While walking along a highway, respondents were struck by a passing automobile operated by appellant. One respondent was injured and the other was killed. At the time of the accident, respondents were walking to the right of the centerline of the road, in violation of N.Y. Veh. & Traf. Law § 85(6), because there was significantly less traffic to the right of the centerline.
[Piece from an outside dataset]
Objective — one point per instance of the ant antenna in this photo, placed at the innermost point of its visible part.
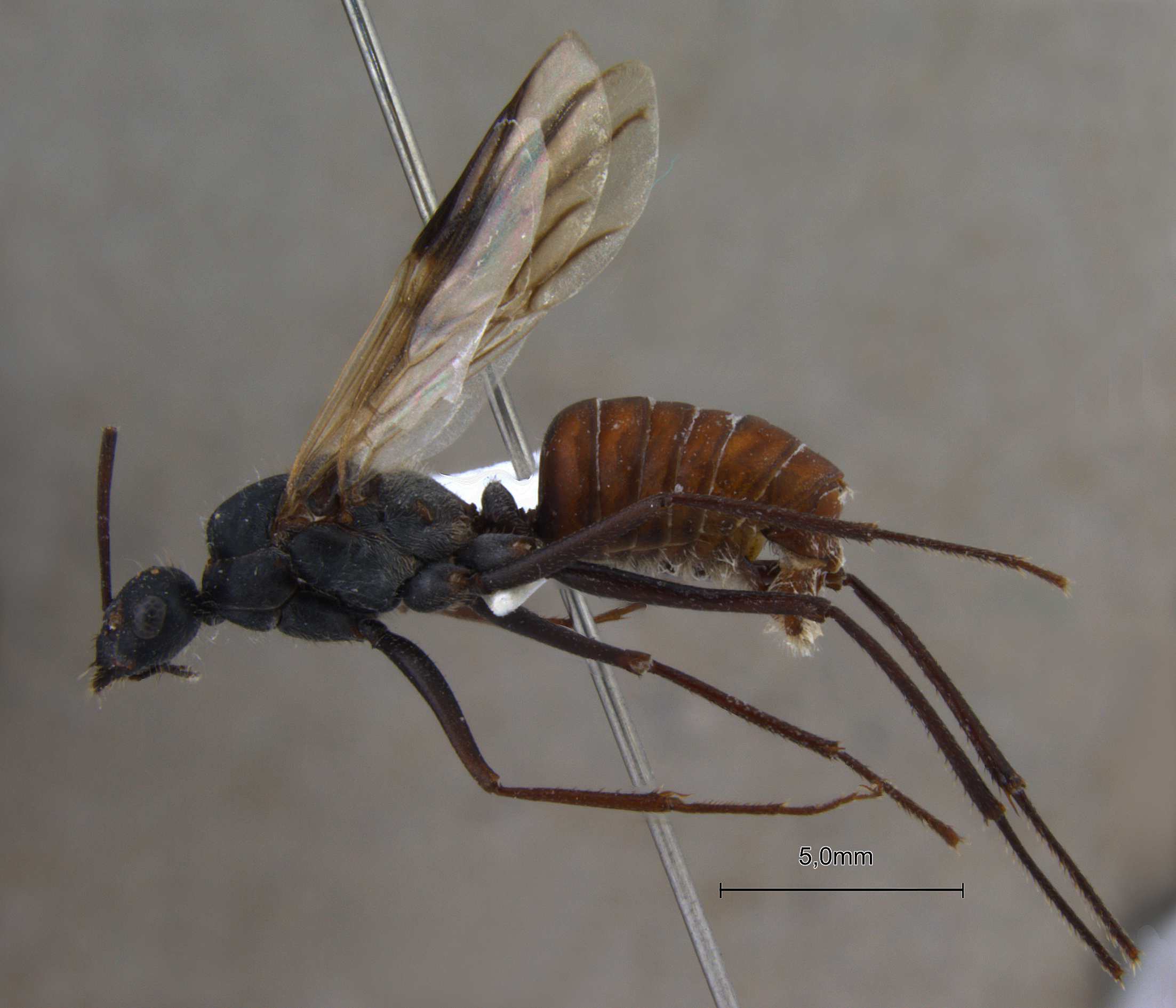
(105, 474)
Appellant maintained that respondents were guilty of contributory negligence as a matter of law because of their violation of the statutory rule.

ISSUE:

Whether a pedestrian who at the time of the accident failed to observe the “rule of the road” by not walking at the centerline, is automatically negligent.

ANSWER:

No.

CONCLUSION:

The failure to observe a "rule of the road," even though embodied in a statute, did not constitute negligence as a matter of law where observance would subject a person to danger which could be avoided by disregard of the general rule. It does not become a matter of law a proximate cause of the accident. In this case, the pedestrians might have avoided a greater, indeed an almost suicidal, risk by proceeding along the east bound roadway; that the operator of the automobile was entirely heedless of the possibility of the presence of pedestrians on the highway; and that a pedestrian could not have avoided the accident even if he had faced oncoming traffic.